The Good, The Bad and the 4 Ugly’s of Stochastic Screening

By Howie Fenton

Since its introduction nearly two years ago, stochastic screening has received a lot of interest. But what is stochastic screening and what are the advantages and disadvantages of this technology?

"Stochastic" is derived from a Greek work meaning “to predict” and has been used in mathematics to analyze and predict the movement of particles through a liquid. One way to think about stochastic is as a way of utilizing aspects of screening technology from both flat tints as well as halftones. Flat tints use fixed dot sizes and fixed dot spacing. In contrast screened halftones use variable dot sizes with fixed dot spacing determined by the line screen. Stochastic technology use fixed dot sizing with variable dot spacing.

Imagine a graph measuring the radio wave patterns known as AM and FM. The AM waves represent the older PostScript screening technologies such as Rational tangent (RT) and Supercell (HQS, ABS), while FM stands for frequency modulation which is another term for stochastic.

The height of the wave represents the dot size, so that the higher the wave the greater the dot size. The distance between the wave peaks represents the dot spacing. The AM waves are different in height but equally spaced, giving you variable dot sizes that are unequally spaced. The FM waves are equally high but spaced differently with resulting equal size dots that are variable spaced (it helps to draw it).

The Good News

There are a number of benefits of FM technology. Since stochastic screening does not employ screen angles, moires due to the interfaces of patterns from screening are eliminated. Particularly, subject moires, which occur most frequently in certain images such as woodwork and fabrics. Many versions of stochastic use very small dots which result in greater detail rendition which results in enhanced image quality.

Not using screen angles also reduces the need for the precise press registration. Since frequency modulated screening does not use lines screens it will make 5,6,7 or more color printing more accessible.

Make-ready times, or the time needed to get a press up to speed and ready to produce accurate color, can be reduced because stochastic screening is faster to register and provides more consistent color on press.

In addition, FM technology can utilize scans with lower resolution. Using lower resolution scans can reduce the amount of time spent in manipulated the image, time to send it over a network or RIPed to an imagesetter.

However certain images may require higher input resolutions due to the specific image detail or customer requirements. For jobs that require very high quality, increasing the scan resolution resulting in significantly improved quality.

The Bad News

Stochastic screening is unforgiving. Conventional screening is more tolerant of press deviations and any changes in film and chemical processing are not noticeable in the final result.
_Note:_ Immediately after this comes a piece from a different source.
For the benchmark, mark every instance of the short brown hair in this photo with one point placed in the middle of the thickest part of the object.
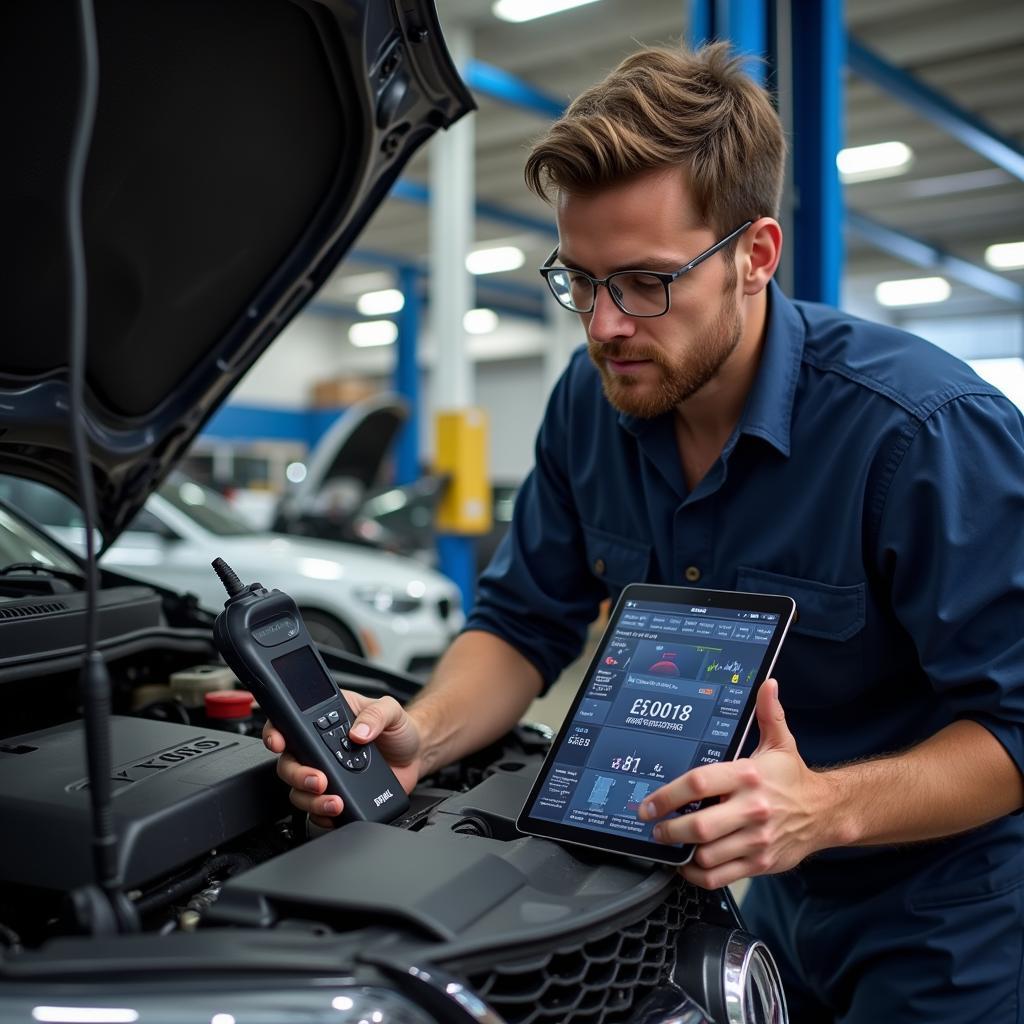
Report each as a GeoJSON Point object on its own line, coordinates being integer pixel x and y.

FM technology amplifies dot gain. Print production professionals are currently geared for 18 percent dot gain. Films created with stochastic screening will produce 25-35 percent on standard coated stock.

Proofing is one area that requires special attention The cleanliness of the proofing environment is critical because small tiny dust particles or cigarette smoke can cause a pattern on the proof.
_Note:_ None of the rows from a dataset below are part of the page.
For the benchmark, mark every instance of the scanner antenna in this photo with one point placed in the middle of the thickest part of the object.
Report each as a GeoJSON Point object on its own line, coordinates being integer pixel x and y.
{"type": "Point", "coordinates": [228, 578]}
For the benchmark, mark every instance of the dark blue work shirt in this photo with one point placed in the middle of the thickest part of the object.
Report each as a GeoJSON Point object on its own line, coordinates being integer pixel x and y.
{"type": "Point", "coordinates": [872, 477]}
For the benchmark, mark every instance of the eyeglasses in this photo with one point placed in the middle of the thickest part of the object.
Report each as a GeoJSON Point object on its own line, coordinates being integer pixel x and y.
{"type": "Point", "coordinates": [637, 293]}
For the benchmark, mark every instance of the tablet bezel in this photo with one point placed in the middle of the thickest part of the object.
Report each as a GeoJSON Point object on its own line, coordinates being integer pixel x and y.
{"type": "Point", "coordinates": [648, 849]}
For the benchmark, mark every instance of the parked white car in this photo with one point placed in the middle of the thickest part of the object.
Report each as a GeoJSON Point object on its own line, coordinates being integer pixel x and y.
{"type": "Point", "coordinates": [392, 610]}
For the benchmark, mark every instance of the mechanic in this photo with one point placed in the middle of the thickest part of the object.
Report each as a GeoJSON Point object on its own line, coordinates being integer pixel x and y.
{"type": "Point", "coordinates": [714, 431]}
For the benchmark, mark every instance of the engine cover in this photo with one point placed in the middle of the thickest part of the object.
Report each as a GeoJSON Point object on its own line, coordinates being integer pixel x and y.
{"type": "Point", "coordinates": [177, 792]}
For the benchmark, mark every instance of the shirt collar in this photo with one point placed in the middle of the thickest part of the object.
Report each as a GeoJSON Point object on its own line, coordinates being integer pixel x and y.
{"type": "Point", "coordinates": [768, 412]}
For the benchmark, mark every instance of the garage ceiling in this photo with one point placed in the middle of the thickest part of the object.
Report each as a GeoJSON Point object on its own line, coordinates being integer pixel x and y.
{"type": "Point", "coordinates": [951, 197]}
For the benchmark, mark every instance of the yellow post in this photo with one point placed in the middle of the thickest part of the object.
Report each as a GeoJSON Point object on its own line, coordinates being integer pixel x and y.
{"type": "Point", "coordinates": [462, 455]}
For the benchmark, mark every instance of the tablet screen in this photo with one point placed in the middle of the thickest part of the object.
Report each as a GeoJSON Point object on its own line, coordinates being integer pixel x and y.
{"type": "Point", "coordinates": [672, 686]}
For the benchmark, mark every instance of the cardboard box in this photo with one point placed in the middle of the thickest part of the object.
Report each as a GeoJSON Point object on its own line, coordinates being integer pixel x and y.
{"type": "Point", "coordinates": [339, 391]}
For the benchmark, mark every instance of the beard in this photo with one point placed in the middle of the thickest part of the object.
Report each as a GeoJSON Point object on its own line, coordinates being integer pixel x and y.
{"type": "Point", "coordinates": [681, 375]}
Only a few proofing systems can proof stochastic films. The early users report that photographic proofing systems have performed better than Diazo-based systems.

The 4 Uglys

If your considering stochastic screening here a few final points to consider.

  1. I have seen plenty of examples of ugly stochastic screening. Don't think of it as "the answer" to every problem, it is simply another tool, in your tool kit.
  2. From the "ugly" risk management point of view, buying any new, technology is risky. Additionally getting it to work may require research and development time. This is even more likely with stochastic screening. Even if you get the Imagesetter to produce films, you still may need to fine tune your proofing and printing processes.
  3. From the "ugly" cost analysis point of view, there are several things to consider in determining the REAL cost of stochastic screening. The price may be buying new equipment such as RIPs and imagesetters; upgrading or repairing equipment such as vacuum frames; as well as investing in a new proofing system. In addition, getting it to work and proving that it works to customers may require time and money.
  4. And lastly, there is an ugly controversy about marketing between the conservatives and aggressive. Conservatives say you need to determine if the technology is appropriate for your clients and in demand by your clients before buying.

While aggressive marketers will say that if you wait for the demand you'll too late, you have to create the demand. For example, Tim Poole, Vice President of Dome Printing in Sacramento was an early adopter of Linotype-Hell's stochastic screening and found that none of the agencies or design firms in his area were asking for it. Poole created the demand.

Poole says, "We produced three jobs: a flyer for the Northern California Chapter of the PIA, a poster for a local charity, and a self-promotional piece that used both stochastic screening and HiFi color. Then we held an open house to show off the new technology, and discuss how best to use it. We had about 600 attendees, and there was tremendous excitement. In the future, I’m sure our customers will be asking for it and it will become a standard."